Proposed federal legislation would phase out the use of antibiotics that are important in human medicine as animal feed additives within two years. The Preservation of Antibiotics for Medical Treatment Act is sponsored by Senate Health Committee Chairman Edward Kennedy (D-MA) and Senators Olympia Snowe (R-ME), Susan Collins (R-ME), Sherrod Brown (D-OH) and Jack Reed (D-RI) in the Senate (S. 549) and Rep.
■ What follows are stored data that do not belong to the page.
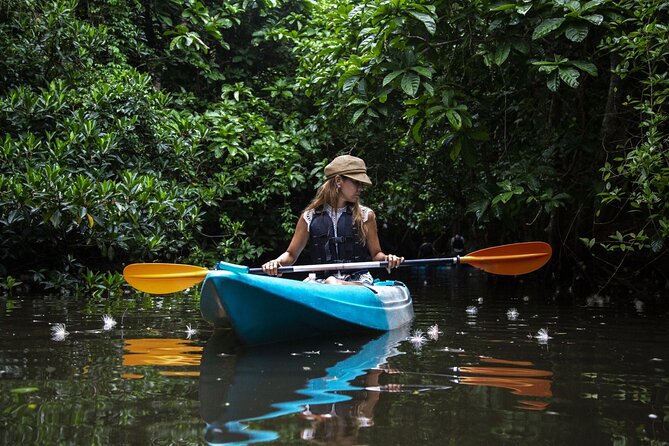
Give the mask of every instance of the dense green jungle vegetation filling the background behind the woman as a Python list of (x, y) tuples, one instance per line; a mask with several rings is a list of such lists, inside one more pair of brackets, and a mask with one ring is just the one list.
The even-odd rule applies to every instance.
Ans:
[(659, 0), (0, 1), (1, 286), (257, 264), (352, 153), (389, 250), (547, 240), (563, 283), (666, 289), (667, 23)]

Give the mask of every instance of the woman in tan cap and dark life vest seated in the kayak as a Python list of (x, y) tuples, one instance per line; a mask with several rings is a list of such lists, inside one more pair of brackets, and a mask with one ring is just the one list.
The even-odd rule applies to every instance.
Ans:
[[(342, 155), (325, 166), (325, 183), (300, 215), (293, 239), (275, 260), (265, 263), (266, 274), (276, 276), (278, 268), (295, 263), (302, 250), (310, 244), (314, 263), (387, 261), (388, 270), (397, 268), (404, 257), (385, 254), (381, 250), (374, 211), (360, 204), (365, 184), (372, 184), (367, 166), (360, 158)], [(343, 274), (341, 271), (323, 283), (340, 285), (371, 285), (369, 271)]]

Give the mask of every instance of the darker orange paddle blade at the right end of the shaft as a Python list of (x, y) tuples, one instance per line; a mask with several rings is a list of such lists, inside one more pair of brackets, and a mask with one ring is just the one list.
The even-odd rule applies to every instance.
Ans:
[(538, 270), (550, 260), (552, 253), (548, 243), (513, 243), (472, 252), (460, 257), (460, 262), (493, 274), (517, 276)]

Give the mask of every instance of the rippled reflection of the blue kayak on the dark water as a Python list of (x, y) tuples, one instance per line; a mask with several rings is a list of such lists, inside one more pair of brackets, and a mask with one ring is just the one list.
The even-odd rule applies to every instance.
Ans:
[[(230, 332), (214, 332), (200, 365), (200, 413), (207, 423), (206, 441), (252, 444), (276, 440), (277, 432), (253, 430), (248, 423), (295, 413), (312, 422), (312, 428), (301, 432), (303, 439), (319, 435), (319, 421), (336, 417), (338, 403), (379, 385), (381, 367), (389, 357), (400, 354), (397, 346), (408, 334), (407, 325), (380, 336), (241, 348)], [(371, 425), (371, 411), (378, 399), (378, 392), (366, 394), (366, 400), (356, 402), (354, 410), (360, 427)], [(327, 409), (321, 405), (328, 405)]]

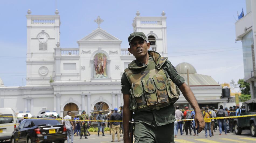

Louise Slaughter (D-NY), the only microbiologist in Congress, and 34 other House members in the U.S. House of Representatives (H.R. 962).

The Keep Antibiotics Working Coalition has recently highlighted a half-dozen scientific studies that clearly demonstrate the escalating health threat:

-- Clinical Infectious Diseases published a study this month showing that patients in a Dutch hospital who were exposed to pigs or veal calves (mostly farmers) had 3-fold increase in risk for MRSA infections.

-- The U.S. Centers for Disease Control and Prevention's Emerging Infectious Diseases published a study in December linking a new strain of methicillin-resistant Staphylococcus aureus (MRSA) once found only in pigs to more than 20 percent of all human MRSA infections in the Netherlands

-- Veterinary Microbiology published a study in October that found MRSA prevalent in Canadian pig farms and pig farmers, pointing to animal agriculture as a source of the deadly bacteria.

-- Applied and Environmental Microbiology published a study in August that linked the routine use of the antibiotic tetracycline, popular in swine production, to the presence of antibiotics resistance genes in groundwater.

-- Journal of Food Protection published a study in August by USDA researchers showing that feeding chickens the antibiotic tylosin to promote growth -- not to treat disease -- greatly increases the number of erythromycin-resistant Campylobacter on chicken carcasses.

-- Emerging Infectious Diseases published a study in 2006 documenting U.S. veterinarians as carriers of MRSA. In a 2005 survey of attendees at an international veterinary convention in Baltimore, MD, who were tested for MRSA found that of the 27 who tested positive, 23 were from the United States.